The ban was lifted in November, with the proviso that all imports are tested for quality. But it now appears that a new and punishing tax regime on imported wines will make Moldovan wines prohibitively expensive.
Imported wine containing additives is taxable at RUB15.8 (€0.45) per 75cl bottle, while ‘natural’ wine (produced purely by grape fermentation with no additives of alcohol, grape concentrate or must for sweetening) pays a much lower rate of RUB2.2 (€0.06).
Moldova used to export around 70% of its wine to Russia as low-priced, semi-sweet and semi-dry. The Russian Federal Customs Service removed all semi-sweet and semi-dry wine from the ‘natural’ wine category in January – putting Moldovan imports into the higher tax bracket.

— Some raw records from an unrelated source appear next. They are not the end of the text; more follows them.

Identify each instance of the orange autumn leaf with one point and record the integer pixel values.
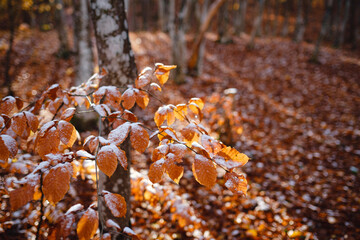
(116, 203)
(8, 147)
(21, 196)
(139, 137)
(204, 171)
(88, 225)
(236, 183)
(57, 182)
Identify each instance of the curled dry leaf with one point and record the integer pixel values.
(165, 113)
(162, 72)
(204, 171)
(21, 196)
(8, 147)
(139, 137)
(68, 114)
(116, 203)
(7, 104)
(88, 225)
(67, 133)
(57, 182)
(236, 183)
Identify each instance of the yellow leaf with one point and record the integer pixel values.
(87, 225)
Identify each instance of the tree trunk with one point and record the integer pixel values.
(193, 60)
(324, 26)
(64, 49)
(12, 11)
(285, 29)
(84, 61)
(341, 35)
(299, 27)
(116, 56)
(257, 23)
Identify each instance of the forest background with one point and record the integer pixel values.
(280, 82)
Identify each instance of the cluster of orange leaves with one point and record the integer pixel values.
(29, 129)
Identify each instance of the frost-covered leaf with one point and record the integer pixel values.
(116, 203)
(47, 140)
(8, 147)
(236, 183)
(119, 134)
(7, 104)
(21, 196)
(139, 137)
(129, 98)
(107, 160)
(230, 158)
(180, 112)
(156, 171)
(204, 171)
(88, 225)
(68, 114)
(162, 72)
(67, 133)
(57, 182)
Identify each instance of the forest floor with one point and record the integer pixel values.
(299, 125)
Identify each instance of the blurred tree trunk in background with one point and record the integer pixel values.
(339, 39)
(257, 23)
(195, 49)
(324, 26)
(178, 42)
(116, 56)
(299, 25)
(84, 60)
(163, 15)
(223, 23)
(64, 49)
(13, 8)
(286, 9)
(240, 17)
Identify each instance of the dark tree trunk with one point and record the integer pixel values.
(12, 11)
(299, 27)
(64, 49)
(324, 27)
(116, 56)
(257, 23)
(84, 61)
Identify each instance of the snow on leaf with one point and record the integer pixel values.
(67, 133)
(119, 134)
(128, 98)
(204, 171)
(139, 137)
(155, 87)
(7, 104)
(142, 99)
(8, 147)
(230, 158)
(21, 196)
(48, 142)
(19, 124)
(190, 133)
(68, 114)
(116, 203)
(180, 112)
(236, 183)
(156, 171)
(107, 160)
(57, 182)
(88, 225)
(198, 102)
(162, 72)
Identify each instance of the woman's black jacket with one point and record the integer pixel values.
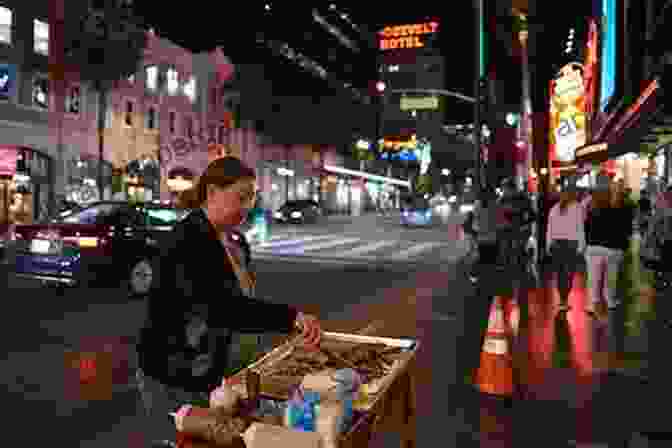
(194, 303)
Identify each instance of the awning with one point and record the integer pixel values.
(184, 173)
(365, 175)
(626, 136)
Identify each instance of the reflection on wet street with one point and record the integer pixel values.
(576, 376)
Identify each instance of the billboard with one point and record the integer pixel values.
(407, 36)
(609, 52)
(590, 76)
(568, 114)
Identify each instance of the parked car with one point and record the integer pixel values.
(298, 212)
(256, 228)
(416, 213)
(111, 241)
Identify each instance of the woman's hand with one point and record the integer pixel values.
(311, 331)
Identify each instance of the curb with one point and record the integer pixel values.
(359, 261)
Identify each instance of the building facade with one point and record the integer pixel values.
(26, 134)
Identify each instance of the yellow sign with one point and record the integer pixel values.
(568, 117)
(415, 103)
(400, 144)
(405, 36)
(591, 149)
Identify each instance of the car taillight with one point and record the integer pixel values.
(89, 242)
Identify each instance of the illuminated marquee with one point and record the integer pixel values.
(591, 149)
(405, 36)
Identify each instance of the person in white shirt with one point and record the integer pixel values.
(565, 241)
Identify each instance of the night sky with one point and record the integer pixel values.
(199, 26)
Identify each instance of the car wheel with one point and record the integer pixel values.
(140, 277)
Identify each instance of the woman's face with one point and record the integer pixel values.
(229, 206)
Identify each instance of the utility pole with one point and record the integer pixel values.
(478, 69)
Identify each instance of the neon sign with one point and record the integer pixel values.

‘The new higher tax will basically just about finish off Moldova even when the market opens,’ a winery source in Moldova said.
At the same time it is hoped that Russian vice-premier Alexander Zhukov’s new bill on wine sales, due in March, will bring import duties on natural and enriched wines more in line with EU tax regimes.
Meanwhile the industry has been waiting for details of quality control standards and customs procedures.
A Russian customs delegation visited Moldova earlier this month to agree on a single border checkpoint for all exports.
Russian inspectors are due to draw up a limited list of wineries approved to start wine exports – sources suggest that only around 10 will be on this list.